Today, I proved myself wrong. If I count the thoughts I had before that I "planned" to "write of in the future", I realized I never accomplished even one. The only times I was able to really write down my thoughts and preserve them is by writing them by instance that I've come to think of them. I've realized that "reserving" the time that you should've written it all will never bring back anything. We get more and more things to do every gasp of time, and it will and will come to a point that what we have at hand will bury our reserved memories and thoughts.We can never again have the same or exact opportunity we have in each second of our life. Time moves continuously and the moments are fleeting. Change is faster than a nanosecond.

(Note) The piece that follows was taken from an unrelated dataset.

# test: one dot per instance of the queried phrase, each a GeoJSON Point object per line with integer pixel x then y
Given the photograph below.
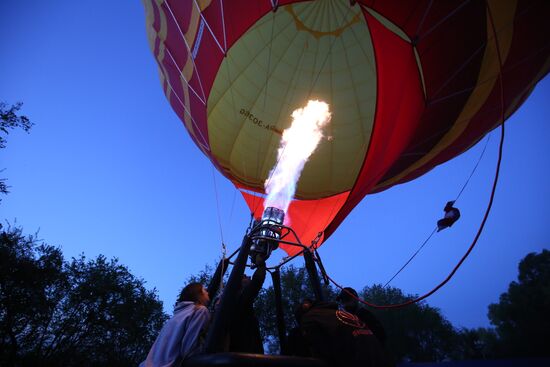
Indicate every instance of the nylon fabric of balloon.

This is the secret to life -- taking and grasping every opportunity, every chance. This is not only the rule of life, but what God says. Oh, how precious and fleeting life is. How much of our time is put to waste? How much glory could we have done?
We say that we have faith, yet we do not practice it. What we are doing only kills the faith that we say and actually have. Faith is at the moment. Faith is at the NOW. Faith is a breath that we need to breath. We do not reserve air in our lungs. Faith is like a firefly that you should enjoy watching at the exact moment for it will not wait for you forever until it flees. Faith is like a dying loved-one whom you should've shown every ounce of love you have before God takes him or her away. Faith is no compromise. That is faith and more that I probably couldn't even reach.
Here, I've learned how important it is to be very vigilant in our life in every aspect. What we are in the spiritual is who we are in the world. As we are expected to be alert in the divine realm, we also should be as alert as in our technical, physical world where the costs and opportunities can be counted, and are as fleeting as well. We should understand and comprehend this world in a way that we see what is to be seen, taken, and owned.
Finally, I can second and declare that "faith without deeds is" definitely "dead".